I stand there a long time. Logan doesn't seem to see me, though he easily could. His eyes just see right through me, chewing on the tips of his thumbs.
The rifle hadn't felt heavy when I picked it up. When I fired it, when I was keeping it ready as I waited… it was a well-designed weapon. But now, I just want to put it down. I can't keep this up forever, and every second I look at Logan, panicking in his seat, is a second that I get closer to setting it down by the door.
A deep breath in. I let the rifle down from its cradle in my arms and lean it against the wall as I come inside.
"What happened?"
Logan looks up at me, realizing I'm there for the first time even as he's stared right through me. "I—fuck. I don't know. He's hurt."
"Calm down. Let's have a look."
I look down. I've dealt with my fair share of people getting shot. I know what it looks like, and I know how to deal with it. More or less, anyways. That by itself should put me in a good position dealing with what I see.
It still hits me hard. On first glance his entire body looks like a bloody mess. It takes me a second to start trying to relax, to try to be objective about what I was seeing. He was breathing, that's good.
The breaths were shallow. It hit him in the side, near the floating ribs. There's a good risk, I know right away, that it could have hit his liver. That's bad news. The kind of bad news you migh
t not get better from.
I can feel my blood surging again in my ears. Panic threatens to overtake me, and my hands are shaking bad. I need to be under control, though. I need to stay strong. Fuck.
I close my eyes tight and reopen them. When I have them open it's easier.
"We need to get him to a hospital, and we need to do it now. We take my car. There's one left outside. I'm going to go deal with him. When I call for you, you come and take your brother into the car. Here are the keys. I'll follow you in Carabello's car if I'm not right there with you. Do you need help getting him up?"
Logan looks at me like I've just said all of that backwards and in Spanish, but his face starts to clear up after a minute of thinking about it.
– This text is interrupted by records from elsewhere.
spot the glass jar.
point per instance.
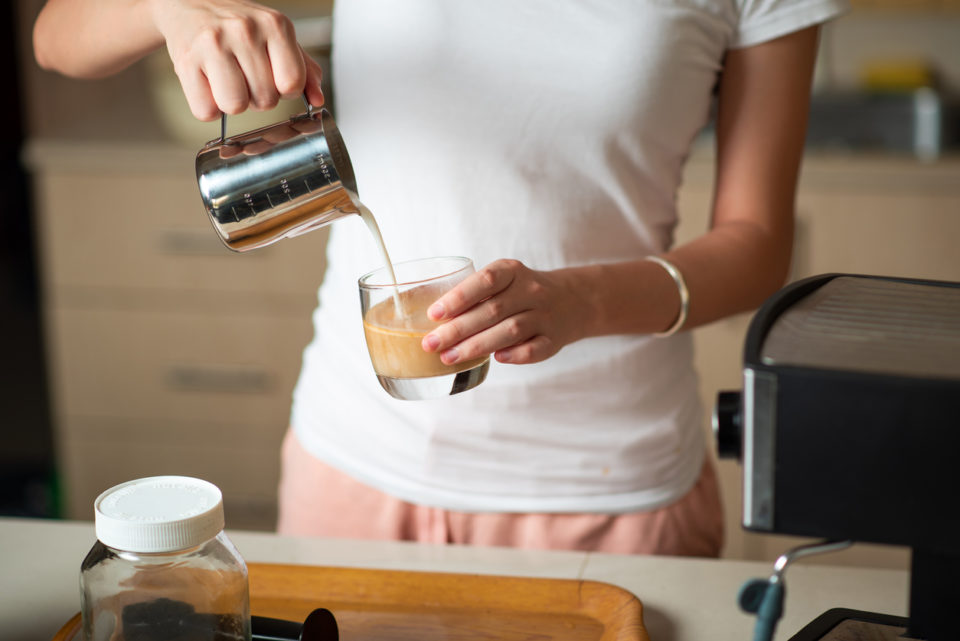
(162, 568)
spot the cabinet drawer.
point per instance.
(243, 461)
(176, 366)
(150, 231)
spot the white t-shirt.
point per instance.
(550, 132)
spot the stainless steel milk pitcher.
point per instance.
(277, 181)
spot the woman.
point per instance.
(553, 134)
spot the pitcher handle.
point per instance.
(223, 120)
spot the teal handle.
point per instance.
(765, 599)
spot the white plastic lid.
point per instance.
(159, 514)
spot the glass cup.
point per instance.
(395, 322)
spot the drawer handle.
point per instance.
(219, 379)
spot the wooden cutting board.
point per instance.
(395, 605)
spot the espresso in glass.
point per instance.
(395, 321)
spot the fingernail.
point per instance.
(430, 342)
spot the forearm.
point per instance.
(731, 269)
(94, 38)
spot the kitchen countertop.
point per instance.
(683, 599)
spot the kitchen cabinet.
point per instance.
(880, 215)
(168, 353)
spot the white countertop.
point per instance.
(683, 599)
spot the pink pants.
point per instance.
(317, 500)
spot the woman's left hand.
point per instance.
(518, 314)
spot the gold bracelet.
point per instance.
(684, 295)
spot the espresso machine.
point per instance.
(848, 430)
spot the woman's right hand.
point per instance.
(231, 55)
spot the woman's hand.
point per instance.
(518, 314)
(231, 55)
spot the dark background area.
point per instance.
(27, 470)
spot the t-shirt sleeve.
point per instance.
(762, 20)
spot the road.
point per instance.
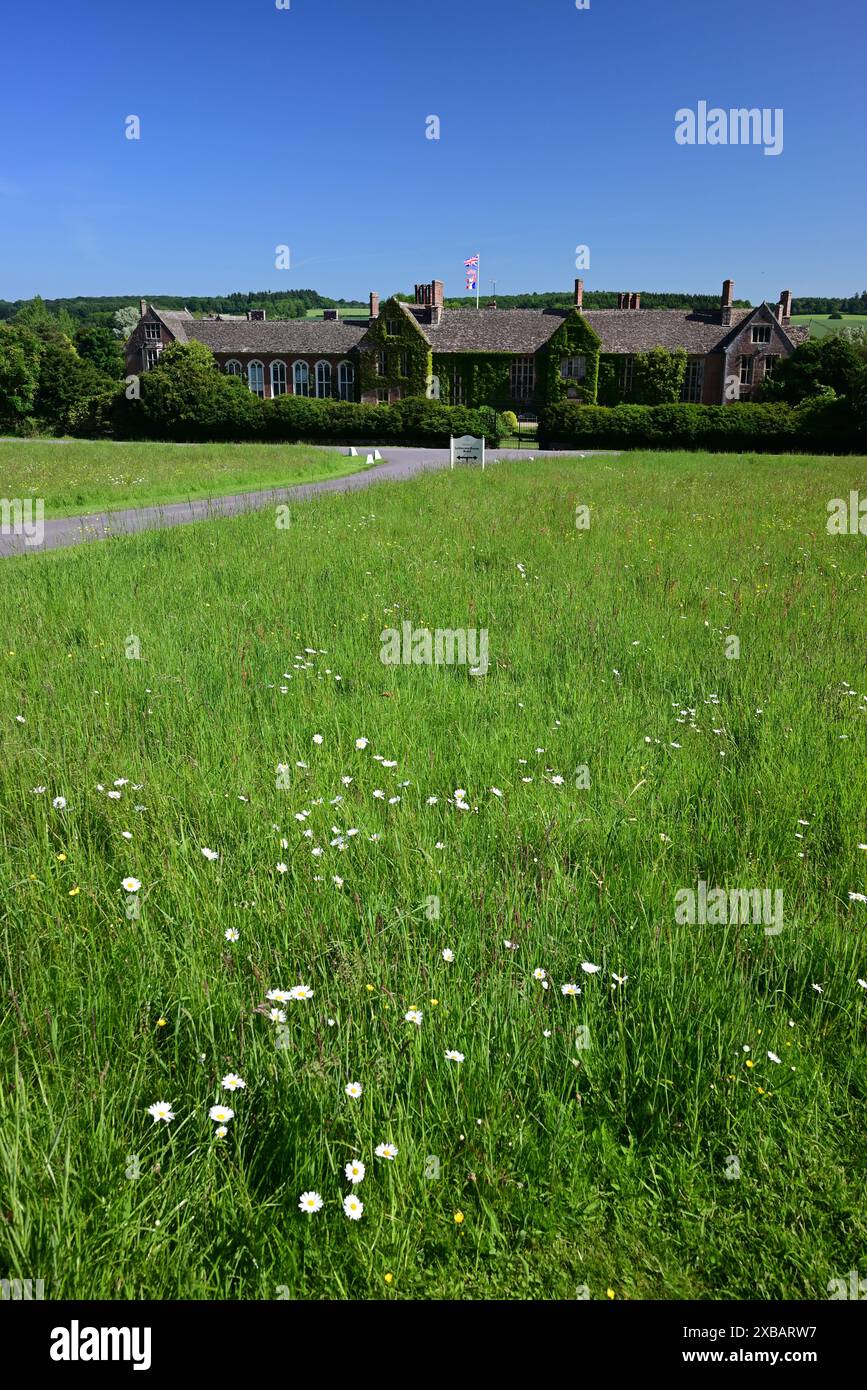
(97, 526)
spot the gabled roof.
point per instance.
(282, 335)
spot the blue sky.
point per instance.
(306, 127)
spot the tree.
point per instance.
(18, 374)
(657, 377)
(102, 349)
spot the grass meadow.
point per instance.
(74, 476)
(689, 1125)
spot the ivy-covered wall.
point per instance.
(409, 339)
(574, 338)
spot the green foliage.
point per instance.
(407, 348)
(574, 338)
(837, 362)
(827, 426)
(102, 349)
(657, 378)
(18, 374)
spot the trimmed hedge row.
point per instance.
(817, 426)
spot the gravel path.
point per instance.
(96, 526)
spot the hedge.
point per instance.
(817, 426)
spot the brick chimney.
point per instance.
(725, 302)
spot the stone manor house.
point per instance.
(516, 359)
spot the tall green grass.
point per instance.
(603, 1169)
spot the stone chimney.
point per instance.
(725, 302)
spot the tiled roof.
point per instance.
(282, 335)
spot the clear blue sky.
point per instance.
(307, 127)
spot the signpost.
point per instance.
(468, 449)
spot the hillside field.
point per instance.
(674, 694)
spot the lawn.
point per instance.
(74, 476)
(689, 1125)
(823, 324)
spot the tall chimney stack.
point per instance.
(725, 302)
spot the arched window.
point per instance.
(278, 378)
(346, 381)
(300, 378)
(323, 378)
(256, 378)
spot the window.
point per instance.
(346, 381)
(573, 369)
(256, 378)
(523, 378)
(694, 380)
(323, 378)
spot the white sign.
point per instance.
(468, 449)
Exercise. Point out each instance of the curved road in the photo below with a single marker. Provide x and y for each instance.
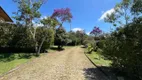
(70, 64)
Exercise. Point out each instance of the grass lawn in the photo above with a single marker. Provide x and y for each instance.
(10, 61)
(6, 66)
(98, 60)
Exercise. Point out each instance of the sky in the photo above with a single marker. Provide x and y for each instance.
(86, 13)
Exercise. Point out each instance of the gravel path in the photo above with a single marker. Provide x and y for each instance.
(70, 64)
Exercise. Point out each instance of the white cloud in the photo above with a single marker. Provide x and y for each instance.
(77, 29)
(108, 12)
(43, 17)
(88, 33)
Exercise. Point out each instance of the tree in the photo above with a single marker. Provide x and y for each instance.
(121, 15)
(46, 33)
(60, 37)
(96, 32)
(123, 46)
(28, 12)
(62, 15)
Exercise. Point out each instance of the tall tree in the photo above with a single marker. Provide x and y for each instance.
(27, 13)
(121, 15)
(62, 15)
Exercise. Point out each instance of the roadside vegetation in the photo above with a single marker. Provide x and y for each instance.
(31, 35)
(122, 46)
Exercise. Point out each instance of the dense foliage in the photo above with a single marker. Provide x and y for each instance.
(123, 46)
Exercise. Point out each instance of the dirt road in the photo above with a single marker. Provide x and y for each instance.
(70, 64)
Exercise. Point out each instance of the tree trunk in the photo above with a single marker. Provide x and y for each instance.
(39, 49)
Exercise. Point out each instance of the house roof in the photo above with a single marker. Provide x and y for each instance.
(4, 15)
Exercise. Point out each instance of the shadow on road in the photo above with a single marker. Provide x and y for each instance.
(97, 74)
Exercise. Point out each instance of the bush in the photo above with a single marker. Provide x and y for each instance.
(123, 47)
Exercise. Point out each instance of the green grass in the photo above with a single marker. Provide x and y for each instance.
(10, 61)
(6, 66)
(55, 48)
(98, 60)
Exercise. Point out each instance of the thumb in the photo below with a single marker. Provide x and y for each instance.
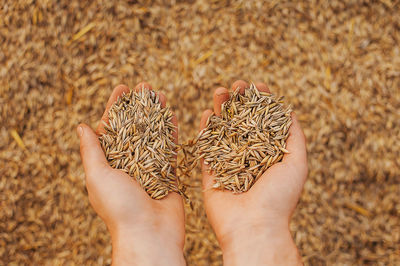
(207, 177)
(91, 152)
(296, 144)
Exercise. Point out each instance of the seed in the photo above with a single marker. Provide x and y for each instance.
(138, 140)
(240, 145)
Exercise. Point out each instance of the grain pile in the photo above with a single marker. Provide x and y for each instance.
(248, 138)
(139, 141)
(336, 62)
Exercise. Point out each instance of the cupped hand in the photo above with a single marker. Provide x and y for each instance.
(144, 231)
(253, 227)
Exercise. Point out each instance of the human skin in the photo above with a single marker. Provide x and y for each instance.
(144, 231)
(253, 227)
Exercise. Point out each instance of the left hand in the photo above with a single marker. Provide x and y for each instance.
(143, 230)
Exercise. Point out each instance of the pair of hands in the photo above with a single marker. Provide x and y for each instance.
(252, 228)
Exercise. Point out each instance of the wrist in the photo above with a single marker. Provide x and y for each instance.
(258, 245)
(141, 248)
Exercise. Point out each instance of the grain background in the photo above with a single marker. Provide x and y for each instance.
(337, 63)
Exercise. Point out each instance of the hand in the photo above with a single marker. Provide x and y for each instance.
(253, 227)
(143, 230)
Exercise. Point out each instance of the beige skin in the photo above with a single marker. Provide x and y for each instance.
(252, 228)
(143, 231)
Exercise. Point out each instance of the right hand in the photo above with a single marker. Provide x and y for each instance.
(253, 227)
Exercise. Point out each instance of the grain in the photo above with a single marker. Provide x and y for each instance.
(139, 141)
(248, 138)
(336, 62)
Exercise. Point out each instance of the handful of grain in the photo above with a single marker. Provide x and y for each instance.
(139, 141)
(248, 138)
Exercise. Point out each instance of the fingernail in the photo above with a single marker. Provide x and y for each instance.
(80, 131)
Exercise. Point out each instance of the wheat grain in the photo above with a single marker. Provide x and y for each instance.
(139, 140)
(241, 144)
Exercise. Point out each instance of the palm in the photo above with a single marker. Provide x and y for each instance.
(272, 198)
(118, 198)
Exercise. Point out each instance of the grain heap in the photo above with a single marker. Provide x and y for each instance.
(248, 137)
(139, 140)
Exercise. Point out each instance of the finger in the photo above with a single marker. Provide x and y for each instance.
(207, 178)
(163, 99)
(296, 145)
(143, 85)
(204, 117)
(91, 152)
(174, 121)
(221, 95)
(240, 84)
(118, 91)
(262, 87)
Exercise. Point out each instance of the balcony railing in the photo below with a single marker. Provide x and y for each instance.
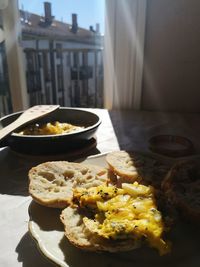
(69, 77)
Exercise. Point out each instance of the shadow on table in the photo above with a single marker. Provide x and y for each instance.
(29, 254)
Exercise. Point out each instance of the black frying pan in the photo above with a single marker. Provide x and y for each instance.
(50, 144)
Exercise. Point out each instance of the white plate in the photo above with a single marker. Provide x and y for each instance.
(47, 230)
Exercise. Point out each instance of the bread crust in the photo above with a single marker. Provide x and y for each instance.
(182, 189)
(51, 183)
(121, 163)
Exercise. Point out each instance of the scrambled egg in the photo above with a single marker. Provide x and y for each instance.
(50, 128)
(127, 212)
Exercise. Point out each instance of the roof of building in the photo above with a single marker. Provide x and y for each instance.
(35, 26)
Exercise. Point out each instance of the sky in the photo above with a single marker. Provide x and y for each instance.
(89, 12)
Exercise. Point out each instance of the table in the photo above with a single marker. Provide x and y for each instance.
(128, 130)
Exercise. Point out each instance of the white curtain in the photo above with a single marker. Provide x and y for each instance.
(123, 57)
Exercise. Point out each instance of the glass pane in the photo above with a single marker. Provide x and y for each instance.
(5, 97)
(63, 51)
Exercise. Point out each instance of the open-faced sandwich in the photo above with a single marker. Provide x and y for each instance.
(99, 213)
(107, 218)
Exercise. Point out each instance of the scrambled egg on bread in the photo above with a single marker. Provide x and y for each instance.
(50, 128)
(123, 213)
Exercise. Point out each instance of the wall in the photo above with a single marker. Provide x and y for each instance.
(171, 78)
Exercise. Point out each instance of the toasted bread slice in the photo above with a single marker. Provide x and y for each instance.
(81, 237)
(51, 183)
(182, 188)
(122, 164)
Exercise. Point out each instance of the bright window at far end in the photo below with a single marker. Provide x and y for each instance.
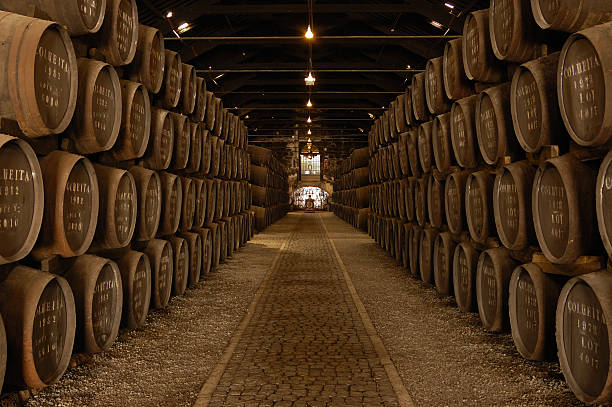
(311, 164)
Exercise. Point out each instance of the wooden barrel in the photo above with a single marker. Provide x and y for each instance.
(188, 205)
(408, 109)
(215, 158)
(161, 257)
(172, 203)
(405, 241)
(435, 202)
(170, 92)
(219, 119)
(583, 77)
(479, 60)
(398, 238)
(118, 36)
(98, 297)
(78, 18)
(583, 338)
(413, 153)
(442, 255)
(400, 114)
(463, 132)
(97, 117)
(223, 237)
(456, 83)
(402, 156)
(534, 104)
(226, 199)
(205, 164)
(494, 124)
(189, 88)
(570, 15)
(414, 244)
(215, 235)
(230, 237)
(42, 103)
(41, 337)
(149, 61)
(71, 204)
(219, 204)
(419, 102)
(199, 112)
(512, 204)
(532, 305)
(454, 192)
(391, 118)
(195, 147)
(435, 95)
(211, 109)
(420, 199)
(161, 143)
(409, 199)
(180, 265)
(603, 202)
(424, 145)
(513, 32)
(492, 288)
(193, 241)
(201, 201)
(135, 127)
(182, 141)
(465, 262)
(562, 205)
(428, 238)
(384, 127)
(148, 187)
(135, 271)
(441, 142)
(211, 202)
(118, 206)
(479, 205)
(206, 238)
(225, 127)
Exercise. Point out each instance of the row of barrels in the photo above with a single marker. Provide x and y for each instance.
(82, 309)
(351, 196)
(57, 89)
(269, 186)
(463, 190)
(356, 217)
(73, 202)
(549, 314)
(543, 101)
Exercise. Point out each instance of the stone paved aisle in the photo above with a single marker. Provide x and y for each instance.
(305, 344)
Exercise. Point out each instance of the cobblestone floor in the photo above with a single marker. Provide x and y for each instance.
(305, 344)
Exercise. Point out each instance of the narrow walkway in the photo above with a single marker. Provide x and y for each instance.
(305, 344)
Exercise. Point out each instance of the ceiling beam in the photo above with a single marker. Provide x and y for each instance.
(302, 8)
(303, 70)
(293, 38)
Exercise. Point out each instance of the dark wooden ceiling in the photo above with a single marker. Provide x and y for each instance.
(245, 72)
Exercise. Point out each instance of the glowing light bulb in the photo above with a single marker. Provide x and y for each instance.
(309, 34)
(310, 80)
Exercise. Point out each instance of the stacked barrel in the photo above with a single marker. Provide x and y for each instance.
(489, 179)
(269, 187)
(123, 182)
(351, 196)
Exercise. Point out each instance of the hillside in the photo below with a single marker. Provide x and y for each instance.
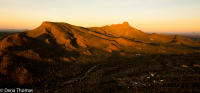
(60, 51)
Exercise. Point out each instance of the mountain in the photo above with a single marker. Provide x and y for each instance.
(27, 56)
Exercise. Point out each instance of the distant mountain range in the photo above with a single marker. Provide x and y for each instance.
(63, 42)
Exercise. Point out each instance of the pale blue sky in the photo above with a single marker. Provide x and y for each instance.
(147, 15)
"Logan. Do you understand?" I hold my keys up for him.
"Carry Ryan downstairs. Wait for your signal. Break for the car. Nearest hospital."
"Yes. Do you need help getting him up onto your shoulders?"
He looks down at Ryan. "You sure?"
"I can't afford time to worry about that, Logan. Do you need help?"
"Aw… no."
I turn and pick the rifle back up. Logan's still got my service piece, to the best of my knowledge, and I'm not going to take it from him.
I swallow my panic and my fear, keep it in a little box inside me. I can unpack it later, if I get the opportunity. Until then, I have to do the best I can.
The door's clogged with bodies. With a shootout like this going on, it's only a matter of time until the cops show up, and they're going to find the place full of bodies.
Well, I can attest as a member of law enforcement that he was only acting in self-defense… I don't know if I can make the same argument for myself.
I step through the door.
"Rosen!"
He doesn't say anything, but I hear movement on the other side of the car. I bring the rifle up half-way. Ready to snap and fire if I have to, as best as I can anyways.
"Rosen, show yourself. I want to talk."
I hope Logan's getting along behind me, but I can't afford to wait and watch him do it myself. I have to trust that he's managing, or Ryan's going to run into trouble.